«Dejale un poco más el pie a la pelota; así ella entiende mejor lo que querés que haga». El consejo había sido dado por Diego Maradona a Lionel Messi. Nada menos. Como si Messi necesitara consejos. Y sin embargo, no podía ser más profundo.

Stuart estaba parado frente a su profesor de tenis, quien con otras palabras, le enseñaba exactamente lo mismo. El entrenador había colocado cuatro pelotas en línea recta en el piso, separadas una de otra por veinte centímetros. «-Cada vez que golpees la pelota, debieras imaginar que tenés que pegarle a las cuatro. Tratar que la raqueta esté en contacto con la pelota el mayor tiempo posible. Cuanto más contacto, mayor control y dirección tendrás».

La pregunta que quedaba picando, era obvia: ¿Por qué uno le sacaría el pie a la pelota de fútbol? ¿O por qué no dejaría que la raqueta tuviera más tiempo de contacto con la pelota de tenis?

La respuesta también era obvia. El miedo. Siempre el miedo. Stuart suspiró fastidiado por toparse nuevamente con ese límite. ¿Acaso estaría en todos lados de su vida? ¿No habría alguna forma de erradicarlo, para que no le impidiera su natural crecimiento y desarrollo? ¿O sería que crecer y desarrollarse era justamente atravesar miedos?

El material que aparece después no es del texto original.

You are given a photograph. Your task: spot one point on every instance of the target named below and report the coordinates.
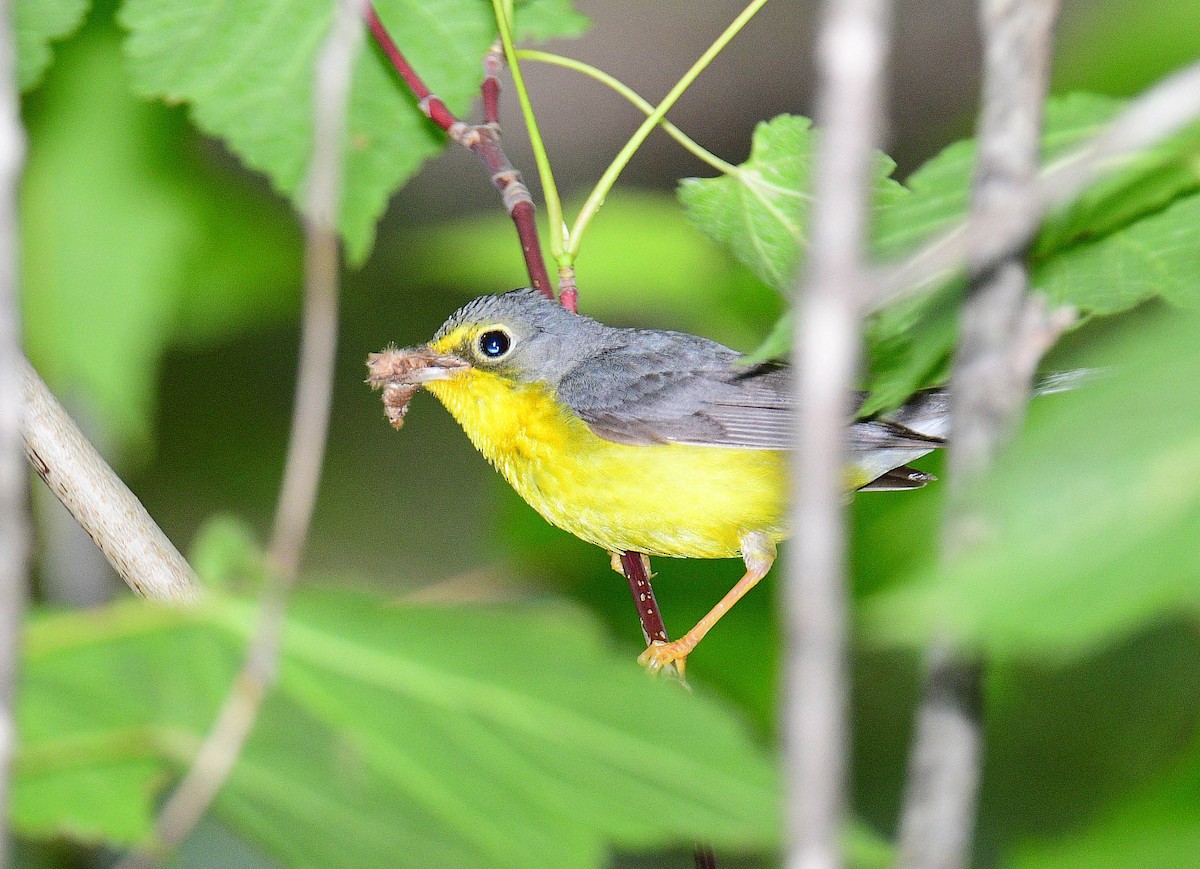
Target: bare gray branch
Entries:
(996, 233)
(111, 514)
(13, 480)
(306, 449)
(852, 52)
(989, 389)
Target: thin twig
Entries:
(13, 481)
(995, 233)
(852, 48)
(989, 389)
(111, 514)
(483, 139)
(220, 750)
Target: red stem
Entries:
(484, 141)
(491, 87)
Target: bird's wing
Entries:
(661, 388)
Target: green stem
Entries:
(595, 199)
(549, 189)
(633, 96)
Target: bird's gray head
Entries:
(522, 335)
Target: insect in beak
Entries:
(401, 372)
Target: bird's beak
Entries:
(400, 373)
(412, 366)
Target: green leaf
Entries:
(1096, 255)
(1096, 513)
(486, 737)
(226, 553)
(36, 24)
(249, 79)
(132, 240)
(1157, 827)
(549, 19)
(760, 211)
(1158, 256)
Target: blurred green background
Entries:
(161, 300)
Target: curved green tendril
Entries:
(595, 199)
(633, 96)
(558, 240)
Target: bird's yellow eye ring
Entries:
(495, 343)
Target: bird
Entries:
(641, 439)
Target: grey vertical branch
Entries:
(221, 748)
(852, 48)
(13, 510)
(1003, 335)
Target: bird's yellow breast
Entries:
(669, 499)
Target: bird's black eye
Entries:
(495, 343)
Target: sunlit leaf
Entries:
(249, 79)
(1156, 827)
(1097, 511)
(761, 210)
(1095, 255)
(36, 24)
(131, 239)
(486, 737)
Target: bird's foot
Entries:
(666, 655)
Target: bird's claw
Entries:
(665, 655)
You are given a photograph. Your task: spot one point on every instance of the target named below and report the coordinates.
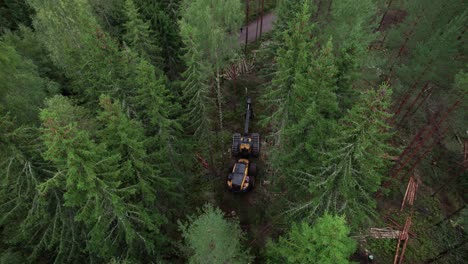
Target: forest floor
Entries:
(253, 28)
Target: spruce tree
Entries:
(139, 36)
(22, 90)
(354, 166)
(208, 35)
(163, 17)
(351, 26)
(327, 241)
(302, 99)
(210, 238)
(102, 194)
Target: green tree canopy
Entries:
(210, 238)
(355, 164)
(327, 242)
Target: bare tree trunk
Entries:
(384, 15)
(256, 28)
(451, 215)
(219, 97)
(247, 24)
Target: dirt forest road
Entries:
(268, 20)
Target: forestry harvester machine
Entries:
(241, 176)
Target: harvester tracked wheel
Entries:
(255, 144)
(253, 170)
(235, 144)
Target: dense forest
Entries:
(116, 119)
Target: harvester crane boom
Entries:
(248, 116)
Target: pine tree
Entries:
(139, 36)
(327, 241)
(354, 166)
(209, 238)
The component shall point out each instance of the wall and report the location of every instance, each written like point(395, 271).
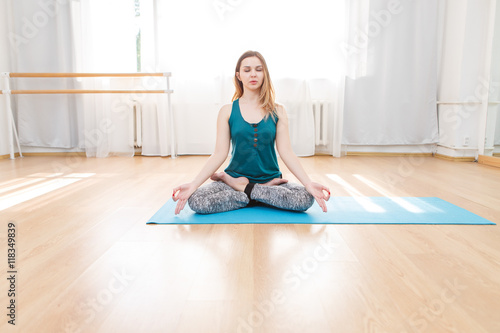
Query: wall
point(4, 67)
point(462, 75)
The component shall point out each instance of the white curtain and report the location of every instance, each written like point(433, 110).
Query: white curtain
point(390, 93)
point(43, 120)
point(107, 43)
point(200, 42)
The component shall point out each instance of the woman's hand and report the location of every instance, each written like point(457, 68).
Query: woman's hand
point(316, 191)
point(181, 194)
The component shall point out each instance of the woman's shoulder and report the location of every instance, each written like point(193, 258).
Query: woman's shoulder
point(280, 110)
point(225, 110)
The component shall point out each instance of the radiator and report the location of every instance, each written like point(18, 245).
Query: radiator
point(320, 113)
point(135, 126)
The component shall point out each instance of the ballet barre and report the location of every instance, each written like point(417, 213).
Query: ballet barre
point(6, 91)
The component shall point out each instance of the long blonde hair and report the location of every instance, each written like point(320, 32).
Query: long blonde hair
point(267, 94)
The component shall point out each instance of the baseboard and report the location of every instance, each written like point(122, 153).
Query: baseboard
point(3, 157)
point(455, 158)
point(359, 153)
point(57, 154)
point(489, 160)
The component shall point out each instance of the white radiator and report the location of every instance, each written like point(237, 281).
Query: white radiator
point(135, 126)
point(320, 111)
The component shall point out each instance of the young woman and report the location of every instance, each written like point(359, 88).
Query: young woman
point(253, 123)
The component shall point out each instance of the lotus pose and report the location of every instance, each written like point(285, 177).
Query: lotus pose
point(254, 123)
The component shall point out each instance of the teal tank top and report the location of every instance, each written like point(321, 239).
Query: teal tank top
point(253, 153)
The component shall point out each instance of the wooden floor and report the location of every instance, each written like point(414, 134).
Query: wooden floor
point(87, 262)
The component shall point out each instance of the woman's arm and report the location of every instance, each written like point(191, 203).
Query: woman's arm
point(182, 193)
point(292, 162)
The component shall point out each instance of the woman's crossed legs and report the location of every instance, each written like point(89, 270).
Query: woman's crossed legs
point(227, 193)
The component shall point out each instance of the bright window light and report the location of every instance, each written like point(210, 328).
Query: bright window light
point(398, 200)
point(362, 200)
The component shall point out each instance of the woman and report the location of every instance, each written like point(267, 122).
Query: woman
point(253, 123)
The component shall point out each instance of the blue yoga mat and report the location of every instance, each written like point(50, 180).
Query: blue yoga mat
point(341, 210)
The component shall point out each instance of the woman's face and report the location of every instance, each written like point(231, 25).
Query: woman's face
point(251, 73)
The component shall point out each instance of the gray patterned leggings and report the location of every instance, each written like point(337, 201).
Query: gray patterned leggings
point(219, 197)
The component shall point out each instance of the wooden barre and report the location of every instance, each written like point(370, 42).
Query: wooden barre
point(82, 91)
point(54, 75)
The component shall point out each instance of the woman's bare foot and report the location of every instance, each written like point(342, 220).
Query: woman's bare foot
point(238, 184)
point(276, 181)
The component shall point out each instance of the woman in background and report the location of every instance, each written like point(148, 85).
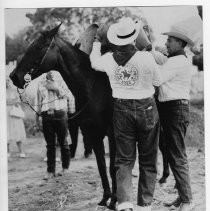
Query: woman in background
point(15, 125)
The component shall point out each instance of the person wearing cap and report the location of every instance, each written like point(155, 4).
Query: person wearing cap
point(132, 74)
point(173, 107)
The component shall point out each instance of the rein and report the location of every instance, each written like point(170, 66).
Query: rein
point(27, 79)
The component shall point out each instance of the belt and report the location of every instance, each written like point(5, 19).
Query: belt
point(132, 100)
point(52, 111)
point(176, 102)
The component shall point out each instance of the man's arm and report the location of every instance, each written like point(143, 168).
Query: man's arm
point(97, 61)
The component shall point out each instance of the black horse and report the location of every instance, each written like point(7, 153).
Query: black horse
point(90, 88)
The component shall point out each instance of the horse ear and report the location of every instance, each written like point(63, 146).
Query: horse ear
point(54, 31)
point(48, 28)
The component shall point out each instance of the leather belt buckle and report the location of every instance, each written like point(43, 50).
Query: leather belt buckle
point(50, 112)
point(185, 102)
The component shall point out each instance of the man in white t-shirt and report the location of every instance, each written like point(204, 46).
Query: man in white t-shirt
point(173, 106)
point(132, 74)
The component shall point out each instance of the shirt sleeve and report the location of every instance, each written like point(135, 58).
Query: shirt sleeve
point(159, 57)
point(98, 62)
point(168, 71)
point(154, 68)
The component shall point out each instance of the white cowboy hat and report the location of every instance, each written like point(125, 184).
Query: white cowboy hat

Asumió que la premisa de que el estado natural fuera una vida sin miedos, no era realista. El miedo siempre estaría allí, agazapado. Pero ¿qué sería lo que temía antes de patear una pelota o pegar un raquetazo? Tantas cosas. La imperfección. El error. La exigencia. Y si eso le pasaba a un superdotado como Messi; ¿qué podría esperar él?

Hurgando en su corazón, se preguntó por qué existía la dificultad de dejar el pie o la raqueta a la pelota. ¿Por qué la prisa? Vino a su mente el genial director Daniel Baremoboin, quien en una clase magistral de piano, había dicho:

-«Nunca he entendido porque cuando es difícil y no controlamos, en vez de tomarnos tiempo, todos tendemos a correr…»

Todos los caminos conducían a Roma. Miedo, miedo, miedo. ¿Y cuál sería la razón por la que el miedo nos llevaría a correr, a apurarnos, a sacarle el pie o la raqueta a la pelota antes de tiempo? ¿Qué nos llevaría a realizar movimientos espasmódicos, poco relajados, blandos o amigables? Las preguntas inducían sus propias respuestas. ¿Qué margen habría para estar relajado, flexible o amigable si uno sentía miedo? ¿No era inevitable que con esa emoción uno estuviera tenso, rígido, hostil?

Comprender el mecanismo del miedo parecía un camino infinito, propio de las neurociencias. O del simple misterio de la vida. A Stuart le quedaba una alternativa bien difícil pero más abarcable. Entender que ese miedo no era racional y que aunque lo fuera, debía intentar maximizar el tiempo y la calidad del contacto con la pelota. Se rió al pensar que con los seres humanos pasaba lo mismo. Que el miedo nos aceleraba para sacarnos lo más rápido posible de una situación no controlada o potencialmente riesgosa. Y ese riesgo podía ser algo tan simple como quedar expuestos y dejar en evidencia nuestros defectos o vulnerabilidades. Apurarnos, reducía las chances del contacto y que nos pudieran percibir. No fuera cosa que nos vieran tal cual éramos, desnudos. Pero al final, ese mecanismo instintivo que en otros contextos podía salvarnos la vida, en estos casos simplemente nos llevaba a jugar mal, o relacionarnos peor, aislándonos.

Imaginó patear la pelota o pegar un raquetazo con soltura, con libertad. Como si se hubiera tomado dos copas de vino. Relajado, sin prisa, sin miedo al contacto, sin ninguna otra cosa que hacer más que hacer eso que estaba haciendo. Pleno, intenso, conectado. Fuera una pelota o una persona. Aunque pareciera una comparación excesiva, no lo era. El miedo siempre era el muro que nos separaba del resto del universo. Del contacto con pelotas o con los seres humanos. Era un muro a atravesar.

Stuart volvió a suspirar, aunque esta vez de esperanza. La de saber que esos muros, por más altos y sólidos que pudieran parecer, eran sólo sombras. Esos muros, eran en realidad, él mismo.  Y si decidía atravesarlos, no le pasaría nada malo. Más bien todo lo contrario.

Artículo de Juan Tonelli: Dejale el pie a la pelota.